Know the special circumstances
There are items on some lists that can be FSA-eligible, but only in certain circumstances. For example, if your rheumatoid arthritis is alleviated by swimming, then certain costs of a swimming pool may be eligible. If you have sleep apnea or a bad back, a portion of the costs of a mechanical bed could be eligible. If your adult special-needs daughter is incontinent, diapers might be eligible. “If you have a specialized situation, call your FSA administrator to get answers for your circumstances,” Luskin said.
Know that some items might be FSA eligible for some, and not others. “Sunglasses are not FSA eligible, but if you just had cataract surgery and need optical-quality sunglasses, then it could be FSA eligible,” Luskin said.
Start a system
You don’t need a fancy system to track your FSA expenses, Cassaday said. “It’s called a cigar box; throw them all in there. Just keep them,” she said.

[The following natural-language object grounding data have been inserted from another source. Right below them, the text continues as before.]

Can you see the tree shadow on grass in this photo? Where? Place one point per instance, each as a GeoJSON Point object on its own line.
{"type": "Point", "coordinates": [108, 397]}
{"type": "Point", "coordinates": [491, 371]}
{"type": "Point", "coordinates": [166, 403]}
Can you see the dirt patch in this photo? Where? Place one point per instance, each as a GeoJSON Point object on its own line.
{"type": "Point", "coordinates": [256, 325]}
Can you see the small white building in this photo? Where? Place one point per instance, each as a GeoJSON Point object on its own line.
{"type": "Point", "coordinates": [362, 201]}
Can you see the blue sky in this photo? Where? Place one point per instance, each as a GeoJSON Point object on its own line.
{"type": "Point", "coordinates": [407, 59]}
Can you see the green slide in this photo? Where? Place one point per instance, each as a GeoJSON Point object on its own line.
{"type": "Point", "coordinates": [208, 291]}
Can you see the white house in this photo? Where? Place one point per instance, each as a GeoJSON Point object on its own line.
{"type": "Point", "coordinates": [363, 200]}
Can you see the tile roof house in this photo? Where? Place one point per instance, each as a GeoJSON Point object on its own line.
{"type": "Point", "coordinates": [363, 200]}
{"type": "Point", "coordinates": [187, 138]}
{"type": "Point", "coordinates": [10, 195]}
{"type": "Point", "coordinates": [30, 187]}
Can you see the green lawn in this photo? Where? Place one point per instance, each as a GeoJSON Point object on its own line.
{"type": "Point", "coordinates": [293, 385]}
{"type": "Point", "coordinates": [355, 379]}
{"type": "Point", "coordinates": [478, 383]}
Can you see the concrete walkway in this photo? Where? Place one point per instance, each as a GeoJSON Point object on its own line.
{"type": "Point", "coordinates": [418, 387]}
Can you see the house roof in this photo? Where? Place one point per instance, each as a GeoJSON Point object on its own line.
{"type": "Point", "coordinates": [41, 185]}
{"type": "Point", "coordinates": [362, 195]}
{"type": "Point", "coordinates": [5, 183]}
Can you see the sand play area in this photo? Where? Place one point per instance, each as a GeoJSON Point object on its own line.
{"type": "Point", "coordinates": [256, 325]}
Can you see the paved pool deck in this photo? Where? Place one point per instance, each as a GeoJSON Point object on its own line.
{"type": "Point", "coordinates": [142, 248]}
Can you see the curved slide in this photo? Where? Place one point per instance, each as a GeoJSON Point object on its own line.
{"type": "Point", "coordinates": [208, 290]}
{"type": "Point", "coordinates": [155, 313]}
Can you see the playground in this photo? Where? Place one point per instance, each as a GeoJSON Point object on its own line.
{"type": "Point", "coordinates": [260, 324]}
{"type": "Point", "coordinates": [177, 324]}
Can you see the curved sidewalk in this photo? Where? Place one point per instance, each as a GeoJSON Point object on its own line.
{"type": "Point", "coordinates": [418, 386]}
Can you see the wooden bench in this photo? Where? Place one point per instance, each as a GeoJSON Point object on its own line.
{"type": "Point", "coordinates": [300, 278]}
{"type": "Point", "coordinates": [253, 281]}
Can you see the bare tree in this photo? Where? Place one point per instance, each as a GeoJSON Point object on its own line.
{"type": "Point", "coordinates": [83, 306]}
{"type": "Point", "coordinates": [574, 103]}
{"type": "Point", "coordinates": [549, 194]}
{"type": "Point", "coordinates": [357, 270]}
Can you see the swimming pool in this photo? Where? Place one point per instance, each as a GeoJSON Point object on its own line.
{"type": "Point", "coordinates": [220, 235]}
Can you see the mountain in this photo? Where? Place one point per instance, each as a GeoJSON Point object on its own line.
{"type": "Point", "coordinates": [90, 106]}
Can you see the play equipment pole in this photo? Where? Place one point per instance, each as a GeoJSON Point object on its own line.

Before the new year starts, look at a list of FSA-eligible items to plan for next year. “There are things on that list you would never think of, but they’ll cost you,” she said.
Start looking at your receipts
When you buy over the counter items that are permissible, look at your receipt:
• CVS and Walgreens put an F next to each item that is FSA eligible;
• Target uses an asterisk (*) to denote FSA eligible items;
• Walmart’s SKU numbers have an “H” in FSA eligible items.
Always look at the bottom of the receipt. Many have a “health items” or “FSA” total. “If you see that on a receipt, attach it to a claim form and send it in,” Luskin said.